ASR Inference#

Perform automatic speech recognition (ASR) on audio files using NeMo Framework models. The ASR inference stage transcribes audio into text, enabling downstream quality assessment and text processing workflows.

How it Works#

The InferenceAsrNemoStage processes AudioBatch objects by:

Input Validation: Verifies required attributes and data structure
Model Loading: Downloads and initializes NeMo ASR models on GPU or CPU
Batch Processing: Groups audio files for efficient inference
Transcription: Generates text predictions for each audio file
Output Creation: Returns AudioBatch with original data plus predicted transcriptions

Basic Usage#

Simple ASR Inference#

from nemo_curator.stages.audio.inference.asr_nemo import InferenceAsrNemoStage
from nemo_curator.stages.resources import Resources

# Create ASR inference stage
asr_stage = InferenceAsrNemoStage(
    model_name="nvidia/stt_en_fastconformer_hybrid_large_pc",
    filepath_key="audio_filepath",
    pred_text_key="pred_text"
)

# Configure for GPU processing
asr_stage = asr_stage.with_(
    resources=Resources(gpus=1.0),
    batch_size=16
)

Multilingual ASR#

# Use language-specific models
language_models = {
    "en_us": "nvidia/stt_en_fastconformer_hybrid_large_pc",
    "es_419": "nvidia/stt_es_fastconformer_hybrid_large_pc", 
    "hy_am": "nvidia/stt_hy_fastconformer_hybrid_large_pc",
}

# Create stage for Armenian
armenian_asr = InferenceAsrNemoStage(
    model_name=language_models["hy_am"]
)

Configuration Options#

Model Selection#

NeMo Framework provides ready-to-use ASR models for several languages and domains:

# Domain-specific models
models = {
    "general": "nvidia/stt_en_fastconformer_hybrid_large_pc",
    "telephony": "nvidia/stt_en_fastconformer_telephony_large",
    "streaming": "nvidia/stt_en_fastconformer_streaming_large",
}

Resource Configuration#

from nemo_curator.stages.resources import Resources

# GPU configuration
asr_stage = asr_stage.with_(
    resources=Resources(
        gpus=1.0,           # Number of GPUs (multi-GPU aware stages)
        cpus=4.0            # CPU cores
    )
)

# Alternatively, request fractional single-GPU memory (do not combine with gpus):
# asr_stage = asr_stage.with_(resources=Resources(cpus=4.0, gpu_memory_gb=16.0))

Batch Processing#

# Optimize batch size based on GPU memory
asr_stage = asr_stage.with_(
    batch_size=32  # Larger batches improve GPU utilization
)

Note

batch_size controls the number of tasks the executor groups per call. The ASR stage does not define process_batch(); the executor batches tasks.

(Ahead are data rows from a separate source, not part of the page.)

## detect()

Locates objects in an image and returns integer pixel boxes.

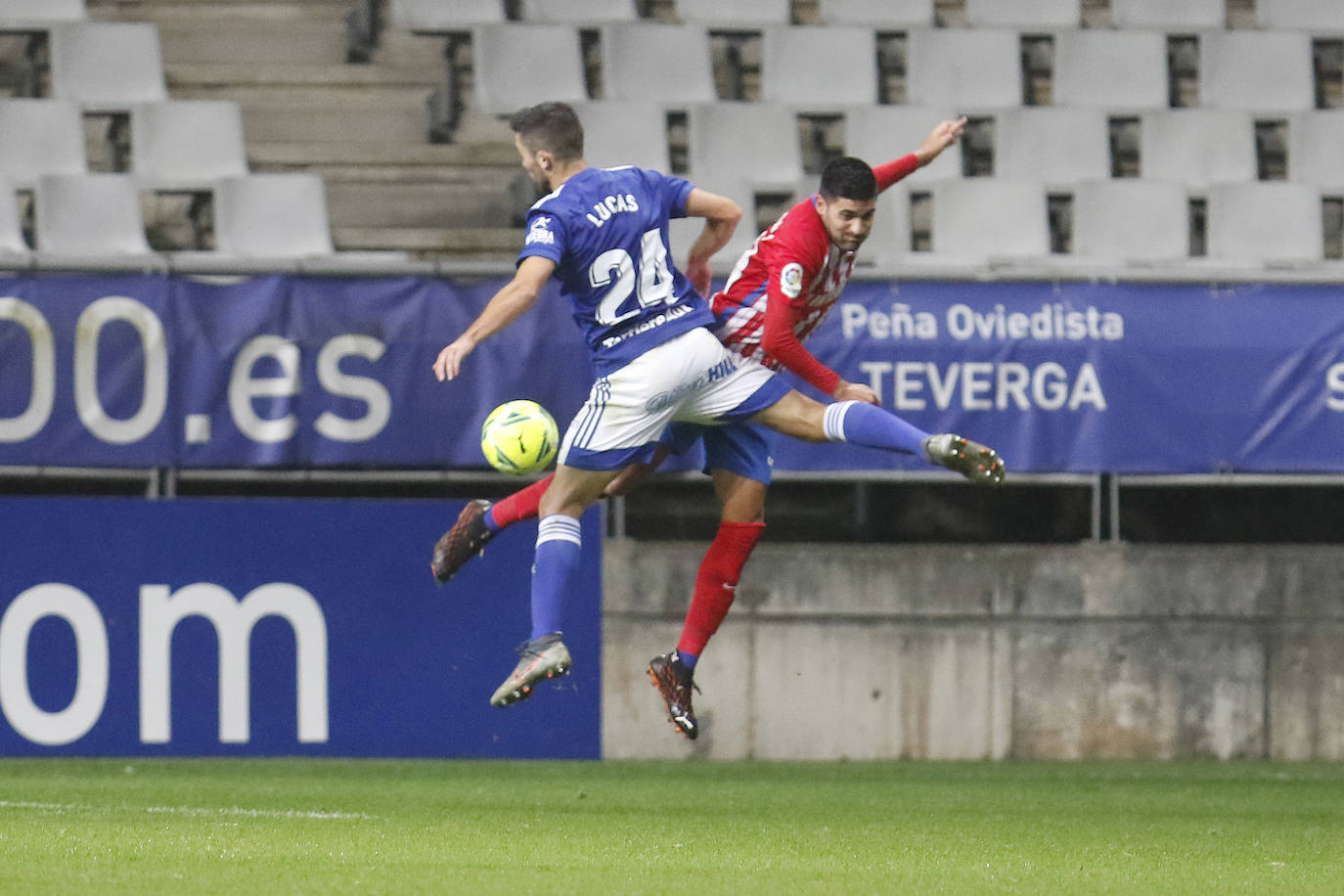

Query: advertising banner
[0,276,1344,472]
[0,498,599,759]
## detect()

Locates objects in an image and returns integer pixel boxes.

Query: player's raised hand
[916,115,966,165]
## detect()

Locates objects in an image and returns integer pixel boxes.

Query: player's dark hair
[508,102,583,162]
[817,156,877,202]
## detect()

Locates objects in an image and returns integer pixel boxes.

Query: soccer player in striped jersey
[431,104,1004,720]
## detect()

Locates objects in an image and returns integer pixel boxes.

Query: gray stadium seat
[471,24,587,115]
[1207,181,1323,262]
[0,100,89,188]
[1287,109,1344,192]
[0,0,89,31]
[928,177,1050,262]
[391,0,506,33]
[965,0,1082,28]
[687,102,802,185]
[1199,31,1316,112]
[817,0,934,29]
[215,173,334,258]
[33,173,152,256]
[906,28,1021,109]
[1255,0,1344,31]
[844,106,961,179]
[603,22,718,105]
[854,181,910,267]
[575,100,669,172]
[1110,0,1226,31]
[0,179,28,255]
[1139,109,1257,188]
[130,100,247,190]
[995,106,1110,184]
[761,25,877,108]
[1072,179,1189,263]
[51,22,168,112]
[522,0,640,24]
[676,0,790,25]
[1053,29,1167,111]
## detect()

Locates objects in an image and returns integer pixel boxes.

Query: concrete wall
[604,540,1344,759]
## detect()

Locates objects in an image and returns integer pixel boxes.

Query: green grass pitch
[0,759,1344,896]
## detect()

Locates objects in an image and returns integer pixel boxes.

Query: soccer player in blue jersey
[432,102,1003,706]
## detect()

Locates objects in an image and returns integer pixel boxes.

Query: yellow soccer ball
[481,399,560,475]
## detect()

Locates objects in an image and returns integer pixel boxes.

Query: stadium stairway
[89,0,520,259]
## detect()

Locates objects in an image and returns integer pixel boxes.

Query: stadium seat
[0,100,89,190]
[130,100,247,190]
[1255,0,1344,32]
[1199,31,1316,112]
[928,177,1050,262]
[51,22,168,112]
[391,0,506,33]
[215,173,334,258]
[1287,109,1344,192]
[1072,179,1189,263]
[603,22,718,105]
[965,0,1082,28]
[1207,181,1323,263]
[668,177,761,277]
[1139,109,1257,188]
[471,24,587,115]
[761,25,877,108]
[1053,29,1168,112]
[817,0,934,29]
[687,102,802,185]
[33,173,152,256]
[906,28,1021,109]
[676,0,791,25]
[844,106,961,179]
[0,0,89,31]
[522,0,640,24]
[574,100,671,172]
[0,179,28,256]
[995,106,1110,184]
[1110,0,1226,31]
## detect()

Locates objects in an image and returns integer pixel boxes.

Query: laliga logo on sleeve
[780,262,802,298]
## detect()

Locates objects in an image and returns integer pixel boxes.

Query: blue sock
[532,514,582,641]
[824,402,928,457]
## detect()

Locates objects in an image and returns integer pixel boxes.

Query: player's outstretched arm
[434,255,555,382]
[686,187,741,295]
[916,115,966,168]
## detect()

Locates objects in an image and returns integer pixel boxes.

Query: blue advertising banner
[0,276,1344,472]
[0,498,599,759]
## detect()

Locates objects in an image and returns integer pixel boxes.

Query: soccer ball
[481,399,560,475]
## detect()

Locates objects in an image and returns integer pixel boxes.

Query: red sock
[489,472,555,529]
[676,522,765,657]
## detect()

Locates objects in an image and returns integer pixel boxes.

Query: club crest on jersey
[522,215,555,246]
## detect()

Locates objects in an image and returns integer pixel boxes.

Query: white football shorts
[560,328,790,470]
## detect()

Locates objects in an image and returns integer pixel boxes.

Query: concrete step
[332,227,522,260]
[327,180,510,227]
[244,105,427,144]
[164,62,442,90]
[247,140,518,167]
[158,19,345,65]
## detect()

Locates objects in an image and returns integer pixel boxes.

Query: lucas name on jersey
[585,194,640,227]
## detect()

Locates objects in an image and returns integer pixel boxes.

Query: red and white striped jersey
[709,154,919,395]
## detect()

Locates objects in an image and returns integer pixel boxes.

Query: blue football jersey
[518,166,714,375]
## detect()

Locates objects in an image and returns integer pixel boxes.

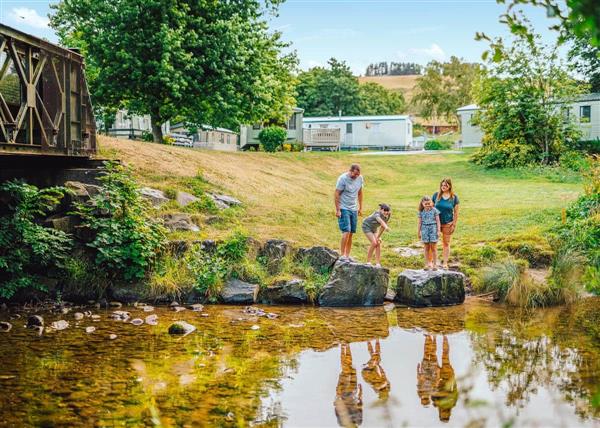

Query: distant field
[100,137,580,260]
[358,76,419,102]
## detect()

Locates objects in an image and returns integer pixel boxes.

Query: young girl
[419,196,441,270]
[362,204,392,267]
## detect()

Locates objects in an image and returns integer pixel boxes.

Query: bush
[471,137,541,168]
[188,231,248,301]
[76,162,166,281]
[0,181,72,298]
[559,150,591,172]
[142,131,154,143]
[258,126,287,152]
[424,140,454,150]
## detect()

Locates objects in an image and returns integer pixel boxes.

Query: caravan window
[579,106,592,123]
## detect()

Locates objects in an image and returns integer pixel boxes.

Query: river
[0,298,600,427]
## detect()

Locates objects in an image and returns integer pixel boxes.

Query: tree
[568,33,600,92]
[474,33,581,167]
[296,58,360,116]
[413,56,481,129]
[51,0,296,141]
[358,82,406,115]
[476,0,600,46]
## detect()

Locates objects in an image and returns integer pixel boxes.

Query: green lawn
[100,138,581,264]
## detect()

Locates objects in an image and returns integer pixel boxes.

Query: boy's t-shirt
[363,211,389,233]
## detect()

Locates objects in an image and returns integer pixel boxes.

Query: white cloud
[409,43,446,61]
[10,7,50,29]
[294,28,361,43]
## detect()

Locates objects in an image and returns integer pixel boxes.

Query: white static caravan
[303,115,413,150]
[456,104,483,147]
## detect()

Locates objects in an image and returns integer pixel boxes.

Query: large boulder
[44,214,81,235]
[296,247,340,273]
[259,279,308,304]
[319,261,389,306]
[258,239,292,275]
[219,278,259,305]
[395,269,466,307]
[163,213,200,232]
[64,181,102,203]
[140,187,169,207]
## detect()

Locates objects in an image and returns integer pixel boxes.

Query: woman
[432,178,459,269]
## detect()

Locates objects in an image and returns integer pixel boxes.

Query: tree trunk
[152,118,163,143]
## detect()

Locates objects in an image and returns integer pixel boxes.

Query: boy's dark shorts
[338,209,358,233]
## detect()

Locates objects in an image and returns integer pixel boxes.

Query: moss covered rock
[319,261,389,306]
[395,269,465,306]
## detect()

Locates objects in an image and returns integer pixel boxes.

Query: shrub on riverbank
[553,157,600,294]
[0,181,73,298]
[75,162,166,282]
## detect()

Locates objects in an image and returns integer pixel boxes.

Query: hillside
[99,137,580,260]
[358,76,419,102]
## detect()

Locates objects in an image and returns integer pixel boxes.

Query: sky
[0,0,556,75]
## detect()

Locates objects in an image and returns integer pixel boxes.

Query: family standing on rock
[334,164,459,270]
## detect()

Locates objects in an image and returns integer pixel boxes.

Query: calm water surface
[0,300,600,427]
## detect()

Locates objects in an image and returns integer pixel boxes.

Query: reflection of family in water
[334,335,458,426]
[333,340,390,426]
[417,335,458,422]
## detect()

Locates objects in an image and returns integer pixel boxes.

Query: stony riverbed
[0,298,600,427]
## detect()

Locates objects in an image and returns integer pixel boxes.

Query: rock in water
[395,269,465,306]
[144,314,158,325]
[169,321,196,336]
[319,261,389,306]
[259,279,308,304]
[296,247,340,273]
[219,279,259,304]
[50,320,69,330]
[0,321,12,332]
[27,315,44,328]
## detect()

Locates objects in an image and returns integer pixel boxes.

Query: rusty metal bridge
[0,24,96,158]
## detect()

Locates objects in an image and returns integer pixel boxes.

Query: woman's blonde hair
[419,196,431,212]
[433,177,454,203]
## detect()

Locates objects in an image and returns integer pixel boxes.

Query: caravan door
[344,122,354,147]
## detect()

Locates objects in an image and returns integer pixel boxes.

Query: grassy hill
[100,137,580,270]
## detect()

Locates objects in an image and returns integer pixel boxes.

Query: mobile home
[456,93,600,147]
[240,107,304,150]
[303,115,413,150]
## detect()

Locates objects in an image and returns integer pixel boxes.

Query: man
[334,164,364,261]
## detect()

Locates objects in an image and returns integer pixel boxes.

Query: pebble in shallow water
[110,311,131,321]
[0,321,12,332]
[50,320,69,330]
[145,314,158,325]
[27,315,44,328]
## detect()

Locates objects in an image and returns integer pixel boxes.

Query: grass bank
[100,138,581,256]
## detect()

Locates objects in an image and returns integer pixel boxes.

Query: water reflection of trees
[417,335,458,422]
[466,309,600,417]
[333,344,363,427]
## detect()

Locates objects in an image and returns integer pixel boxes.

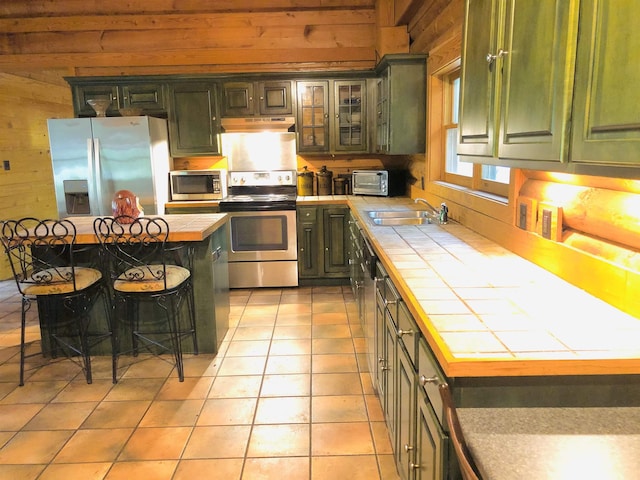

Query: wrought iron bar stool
[438,383,481,480]
[93,216,198,382]
[0,217,116,386]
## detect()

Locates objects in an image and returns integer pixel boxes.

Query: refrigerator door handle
[92,138,107,215]
[87,138,100,215]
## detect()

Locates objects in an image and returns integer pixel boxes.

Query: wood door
[571,0,640,165]
[258,80,293,115]
[73,84,120,117]
[458,0,502,157]
[298,207,321,278]
[322,207,349,277]
[222,82,255,117]
[122,83,167,114]
[496,0,578,162]
[331,80,367,152]
[413,388,448,480]
[169,83,220,157]
[297,81,329,152]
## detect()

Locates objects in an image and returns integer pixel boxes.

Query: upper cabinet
[571,0,640,165]
[375,54,427,155]
[222,80,293,117]
[458,0,640,176]
[169,82,220,157]
[458,0,578,161]
[70,79,167,117]
[297,79,368,153]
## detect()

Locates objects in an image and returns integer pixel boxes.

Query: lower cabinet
[297,205,349,280]
[371,262,452,480]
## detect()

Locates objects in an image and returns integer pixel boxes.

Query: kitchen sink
[367,210,429,220]
[371,217,431,226]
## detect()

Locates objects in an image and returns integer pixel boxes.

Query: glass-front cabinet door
[332,80,367,152]
[298,81,329,152]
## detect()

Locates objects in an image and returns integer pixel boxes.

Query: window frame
[433,65,513,200]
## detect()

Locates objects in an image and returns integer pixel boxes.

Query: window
[442,69,510,197]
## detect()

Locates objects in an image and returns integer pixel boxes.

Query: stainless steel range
[220,133,298,288]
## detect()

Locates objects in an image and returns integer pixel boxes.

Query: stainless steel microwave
[169,170,227,201]
[351,170,407,197]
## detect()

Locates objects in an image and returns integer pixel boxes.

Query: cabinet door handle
[486,49,509,65]
[396,329,413,338]
[418,375,440,387]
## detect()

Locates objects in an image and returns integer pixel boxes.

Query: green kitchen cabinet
[296,79,368,153]
[222,80,293,117]
[367,253,452,480]
[375,54,427,155]
[297,207,322,278]
[330,80,368,153]
[169,82,220,157]
[571,0,640,169]
[408,388,448,480]
[297,205,349,280]
[67,78,167,117]
[458,0,578,163]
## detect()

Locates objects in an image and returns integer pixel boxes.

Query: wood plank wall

Within a single AudioBatch, process() transcribes the file paths together.

Input Requirements#

AudioBatch Format#

Data loading stages create input AudioBatch objects that must contain:

# AudioBatch structure (created automatically by loading stages)
# Each item in the batch contains:
{
    "audio_filepath": "/path/to/audio1.wav",
    # Optional: existing metadata
    "duration": 5.2,
    "language": "en"
}

Audio File Requirements#

Supported Formats: Determined by the selected NeMo ASR model; refer to the NeMo ASR documentation.
Sample Rates: Typically 16 kHz; refer to the model card for details.
Channels: Mono or stereo; channel handling (for example, down-mixing) depends on the model.
Duration: Long files may require manual chunking before inference.

Output Structure#

The ASR stage adds predicted transcriptions to each audio sample:

# Output AudioBatch structure
{
    "audio_filepath": "/path/to/audio1.wav",
    "pred_text": "this is the predicted transcription",
    "duration": 5.2,  # Preserved from input
    "language": "en"  # Preserved from input
}

Error Handling#

Model Loading Errors#

try:
    asr_stage.setup()
except RuntimeError as e:
    print(f"Failed to load ASR model: {e}")
    # Fallback to CPU or different model

Processing Errors#

Processing behavior:

Input structure validation: The stage uses validate_input() to check required attributes/columns and raises ValueError if they are missing.
Model loading failures: setup() raises RuntimeError if model download or initialization fails.
No automatic retries or auto-tuning: The stage does not perform automatic batch size reduction or network retries.
Missing files: AudioBatch.validate() may log file-existence warnings when code creates tasks; the stage does not auto-skip files.

Performance Optimization#

GPU Memory Management#

# For large models or limited GPU memory
asr_stage = InferenceAsrNemoStage(
    model_name="nvidia/stt_en_fastconformer_hybrid_large_pc"
).with_(
    batch_size=8,  # Reduce batch size
    resources=Resources(gpus=0.5)  # Share GPU resources
)

Distributed Processing#

from nemo_curator.backends.xenna import XennaExecutor

# Configure executor (refer to Pipeline Execution Backends)
executor = XennaExecutor(
    config={
        "execution_mode": "streaming",
        "logging_interval": 60,
        "ignore_failures": False
    }
)

Integration Examples#

Complete Audio-to-Text Pipeline#

from nemo_curator.pipeline import Pipeline
from nemo_curator.stages.audio.io.convert import AudioToDocumentStage

pipeline = Pipeline(name="audio_to_text")

# ASR inference
pipeline.add_stage(asr_stage)

# Convert to text format
pipeline.add_stage(AudioToDocumentStage())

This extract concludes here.